Daily briefs of the top news stories impacting Christians around the world.
In today's edition:
- After Church Attack, Iraqi Christians Question Future
- Arsonists Target Three Russian Churches
- Atlanta Pastor, Responding to Suits, Denies Sex Allegations
- Christian in Uzbekistan Fined for Jesus Film
After Church Attack, Iraqi Christians Question Future
Christians in Iraq are still reeling from Sunday's deadly church attack in Baghdad, which killed 58 people and wounded 75. "We've lost part of our soul now," Rudy Khalid, a 16-year-old Christian who lived across the street from Our Lady of Salvation Church in Baghdad, told The New York Times. "Our destiny, no one knows what to say of it." Many families from Iraq's once-vibrant Christian minority have fled since 2003, when targeted violence became more frequent.
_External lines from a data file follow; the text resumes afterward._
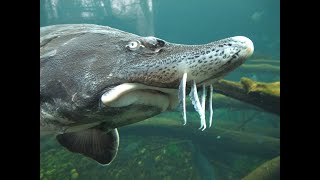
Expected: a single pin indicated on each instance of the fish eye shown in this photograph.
(133, 45)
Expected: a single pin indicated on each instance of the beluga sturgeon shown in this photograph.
(94, 79)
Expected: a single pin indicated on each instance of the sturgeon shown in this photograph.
(95, 79)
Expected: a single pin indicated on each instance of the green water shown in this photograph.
(148, 154)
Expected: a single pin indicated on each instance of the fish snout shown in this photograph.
(247, 44)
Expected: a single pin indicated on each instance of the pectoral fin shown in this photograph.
(94, 143)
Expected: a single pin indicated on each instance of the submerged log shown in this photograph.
(264, 61)
(213, 138)
(259, 68)
(269, 170)
(263, 95)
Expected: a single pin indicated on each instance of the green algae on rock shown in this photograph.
(263, 95)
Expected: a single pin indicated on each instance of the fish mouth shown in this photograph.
(135, 93)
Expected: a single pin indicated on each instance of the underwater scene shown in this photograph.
(226, 129)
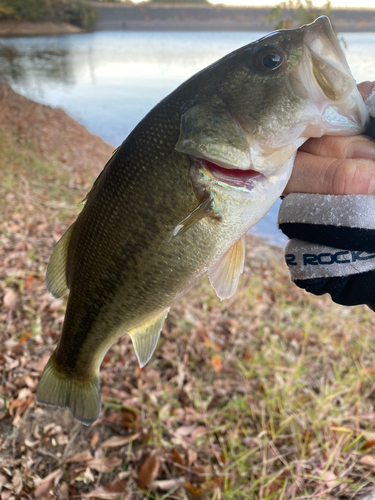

An estimated 800,000 to 1.4 million lived in Iraq before then; the population has now dropped to maybe half that. "The government appears to be relatively powerless to change" the security situation for Christians, said Carl Moeller, president of persecution watchdog Open Doors USA. "[I]f conditions continue the way they are, the Christian population in Iraq will simply cease to exist within a few short years," he told Mission News Network.
Arsonists Target Three Russian churches
One church was almost totally destroyed and two other were scorched in Russia's North Caucasus province on Monday. Christian Today reports that the attacks, one in the village of Ordzhonikidzevsky and two in the nearby city of Karachaevsk, occured after someone threw flaming objects through church windows. The region is predominantly Muslim, but has seen very little violence against churches despite an insurgent presence. "Whatever religion a person believes in, he won't raise his hand against a temple or a mosque alike, for both of them are houses of God," said Ismail Berdiev, head of the regional Spiritual Administration for Muslims. He believes the attacks were aimed at destabilizing the region's religious peace.
Atlanta Pastor, Responding to Suits, Denies Sex Allegations
Atlanta megachurch pastor Eddie Long has filed official statements denying any kind of sexual relationship with the young men who accuse him of misconduct. "The plaintiff's claims of sexual misconduct are not true," each of the four responses filed by Long's attorneys says, according to CNN. The responses, each about 30 pages, offer a point-by-point response to the lawsuits of Anthony Flagg, 21; Maurice Robinson, 20; Jamal Parris, 23; and Spencer LeGrande, 22. The four say Long took each young man on extended trips and exploited his position as a spiritual counselor to pressure them into sexual relationships. Long's 25,000-member megachurch has almost uniformly stood with him against the charges.
Christian in Uzbekistan Fined for Jesus Film
Uzbekistan police reportedly confiscated a Christian's private property and then imposed a massive fine on him for owning a film about Jesus. According to Worthy News, five police officers burst into Murat Jalalov's family home on the pretense of checking his identity and confiscated his passport. The officials also confiscated 75 DVDs, including one Campus Crusade for Christ film on the life of Jesus. The state Religious Affairs Committee concluded the film "could be used among local ethnicities for missionary purposes" and banned it under Article 216-2 of the Criminal Code. Contray to international human rights commitments, Article 216-2 prohibits "attracting believers of one faith to another and other missionary activity" and carries a maximum of three years imprisonment. Jalalov now faces a nearly $2,000 fine.